Foot washing will be a part of many Maundy Thursday services tomorrow.

The act is intimate and can be uncomfortable to participants. At the Last Supper, the act as performed by Jesus was both practical and the perfect object lesson for humility.

The actual act of foot washing became transformational for a longtime friend of mine.

She was born and raised in the South. She was naturally graced by God with good looks and an outgoing personality. She chose a career as a beautician.

The natural redhead was always immaculately coiffed and stylish. She had the kind of personality that could be called magnetic.

Her early adult years were marked by the marriage to a successful man, the birth of children and the growth of her business.

But as the years passed, life was unkind.

The death of her godly mother, coupled with illness, divorce, estrangement from family and other trials had caused a certain bitterness. She was not in despair, but hope was hard to find at times.

On a cold and rainy night this winter, she was in her home with her daughter and granddaughter.

The natural gas indicator began beeping in her home and she rushed outside, with nothing but her family, a nightshirt and her health. Soon after they had evacuated, her home exploded and burned to the ground.
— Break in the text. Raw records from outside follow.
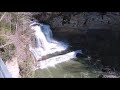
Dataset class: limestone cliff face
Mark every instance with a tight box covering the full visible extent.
[33,12,120,30]
[33,12,120,67]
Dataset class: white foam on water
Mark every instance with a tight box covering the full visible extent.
[29,22,68,60]
[37,50,82,69]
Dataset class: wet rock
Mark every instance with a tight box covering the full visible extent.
[6,57,20,78]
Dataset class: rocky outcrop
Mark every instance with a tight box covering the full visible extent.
[6,57,20,78]
[30,12,120,68]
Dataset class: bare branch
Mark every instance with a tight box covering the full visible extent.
[0,12,6,22]
[0,42,12,48]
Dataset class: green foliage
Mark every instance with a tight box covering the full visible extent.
[0,44,15,61]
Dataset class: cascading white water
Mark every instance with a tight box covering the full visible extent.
[29,22,68,60]
[29,22,82,69]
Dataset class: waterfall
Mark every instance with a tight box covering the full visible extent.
[29,22,82,69]
[29,22,68,60]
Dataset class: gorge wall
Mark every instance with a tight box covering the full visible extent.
[32,12,120,69]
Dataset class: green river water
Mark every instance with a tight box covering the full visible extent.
[35,60,102,78]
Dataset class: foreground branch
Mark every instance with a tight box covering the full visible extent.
[0,12,6,22]
[0,42,12,48]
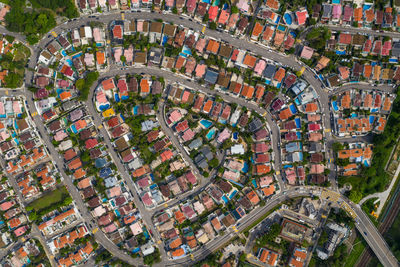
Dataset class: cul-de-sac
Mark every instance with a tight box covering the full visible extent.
[0,0,400,267]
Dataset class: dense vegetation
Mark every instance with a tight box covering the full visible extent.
[75,71,99,101]
[339,91,400,202]
[306,26,331,52]
[26,187,72,221]
[5,0,57,44]
[30,0,79,19]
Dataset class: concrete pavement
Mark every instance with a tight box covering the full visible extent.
[0,9,397,266]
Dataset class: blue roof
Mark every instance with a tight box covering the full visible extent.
[204,69,218,84]
[94,158,107,169]
[100,167,112,178]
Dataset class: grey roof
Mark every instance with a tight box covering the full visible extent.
[204,69,218,84]
[248,118,263,133]
[194,154,208,169]
[61,100,78,111]
[188,137,203,150]
[200,146,214,160]
[322,4,332,18]
[149,47,163,64]
[104,177,118,188]
[263,64,276,79]
[309,142,322,152]
[392,42,400,57]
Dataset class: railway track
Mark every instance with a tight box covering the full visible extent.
[357,188,400,267]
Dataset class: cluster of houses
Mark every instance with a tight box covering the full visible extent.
[96,76,197,209]
[1,239,44,266]
[337,142,372,176]
[34,26,108,92]
[35,79,154,253]
[318,0,400,29]
[154,179,268,259]
[0,177,29,243]
[331,89,395,136]
[47,224,94,267]
[270,84,326,185]
[0,97,57,195]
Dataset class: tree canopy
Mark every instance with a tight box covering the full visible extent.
[306,26,331,51]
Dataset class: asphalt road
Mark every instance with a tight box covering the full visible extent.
[0,13,400,266]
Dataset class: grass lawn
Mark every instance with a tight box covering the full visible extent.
[29,186,69,212]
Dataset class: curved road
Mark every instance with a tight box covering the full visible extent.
[0,9,400,266]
Her neighbor, an elderly African-American man of dignity and faith, came to her aid. He took her into his home, and he and his wife began to help the best they could.

They covered my friend with a blanket and then an amazing thing occurred. The man warmed some towels in the microwave and began to warm her feet and wash them.
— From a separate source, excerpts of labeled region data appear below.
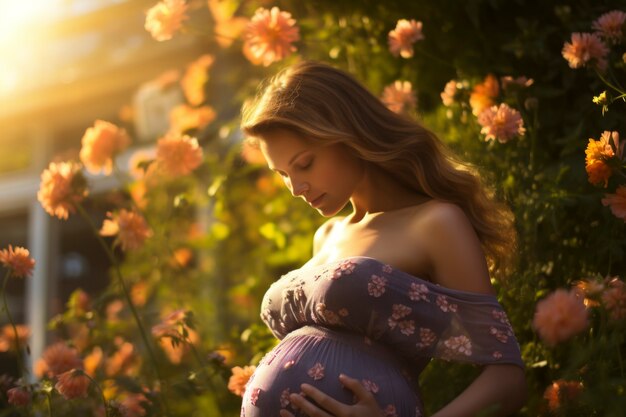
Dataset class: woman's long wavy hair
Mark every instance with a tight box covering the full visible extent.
[241,61,516,276]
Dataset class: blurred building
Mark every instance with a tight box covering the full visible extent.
[0,0,203,374]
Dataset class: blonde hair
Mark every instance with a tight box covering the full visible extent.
[241,61,516,275]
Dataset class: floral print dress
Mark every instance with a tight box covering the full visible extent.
[241,256,524,417]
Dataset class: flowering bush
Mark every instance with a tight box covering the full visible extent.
[0,0,626,416]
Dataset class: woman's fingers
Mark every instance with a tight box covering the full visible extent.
[289,390,334,417]
[339,374,376,404]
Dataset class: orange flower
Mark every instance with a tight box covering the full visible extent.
[561,33,609,70]
[0,324,30,352]
[170,104,216,133]
[382,81,417,113]
[228,365,256,397]
[543,379,583,411]
[585,131,619,188]
[533,289,589,346]
[601,185,626,222]
[7,387,31,406]
[35,342,83,377]
[54,369,91,400]
[104,340,138,377]
[156,134,202,177]
[100,209,152,250]
[180,54,215,106]
[602,277,626,321]
[84,346,103,377]
[478,103,526,143]
[145,0,189,41]
[387,19,424,58]
[470,74,500,116]
[243,7,300,67]
[80,120,130,175]
[0,245,35,278]
[37,162,87,219]
[591,10,626,44]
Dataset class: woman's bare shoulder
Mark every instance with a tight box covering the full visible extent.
[313,216,345,254]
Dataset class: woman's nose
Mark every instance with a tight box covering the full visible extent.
[291,182,309,197]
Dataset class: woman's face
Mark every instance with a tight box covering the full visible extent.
[260,129,364,217]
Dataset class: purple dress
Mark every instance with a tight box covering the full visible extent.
[241,256,524,417]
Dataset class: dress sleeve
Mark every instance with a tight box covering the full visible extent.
[320,263,524,368]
The rain and mud had caused her feet to become filthy as she ran out of the burning home. His act was both practical and healing. That moment transformed my friend.
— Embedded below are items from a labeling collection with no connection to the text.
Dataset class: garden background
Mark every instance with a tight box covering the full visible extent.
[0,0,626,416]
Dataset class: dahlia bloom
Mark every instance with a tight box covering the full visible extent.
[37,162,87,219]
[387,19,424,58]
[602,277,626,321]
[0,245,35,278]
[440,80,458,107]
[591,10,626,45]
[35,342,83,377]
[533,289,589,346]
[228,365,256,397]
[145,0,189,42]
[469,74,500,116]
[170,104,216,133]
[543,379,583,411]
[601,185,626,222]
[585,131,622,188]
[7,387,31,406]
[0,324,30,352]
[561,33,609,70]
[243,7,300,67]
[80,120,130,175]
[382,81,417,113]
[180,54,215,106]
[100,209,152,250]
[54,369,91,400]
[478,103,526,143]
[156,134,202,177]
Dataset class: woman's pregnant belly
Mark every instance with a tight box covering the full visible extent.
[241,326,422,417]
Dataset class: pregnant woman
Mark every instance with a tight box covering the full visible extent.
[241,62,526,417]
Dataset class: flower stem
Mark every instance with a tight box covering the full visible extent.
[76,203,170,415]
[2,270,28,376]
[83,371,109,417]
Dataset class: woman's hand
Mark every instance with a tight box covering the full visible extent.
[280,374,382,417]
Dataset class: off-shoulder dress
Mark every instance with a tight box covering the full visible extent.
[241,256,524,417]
The only item found in the burned-out home was a charred Bible. She began to connect the dots. Her neighbor had become Jesus for her. He had renewed her faith.

The story began to spread, and others reached out and offered help, the way people do. But it was the simple foot washing that her neighbor had provided that touched her most deeply.

The story could be told many ways. It could be a story of help in a time of need or it could even be told as a story of race. This story is all of those, but most of all, it is a story of grace.

My friend has reconnected with family and has renewed faith. Easter will look different for her.

I am not sure if she will attend a service where foot washing takes place. But if she did, I am certain her mind will take her back to a dreadful night when one man washed her feet and gave her hope.

I know that as I watch foot washing at my place of worship this Holy Week, my imagination will take me to a place in Mississippi, with a burning house, news cameras detailing the destruction, and just out of camera view there will be an old man who is washing my friend’s feet.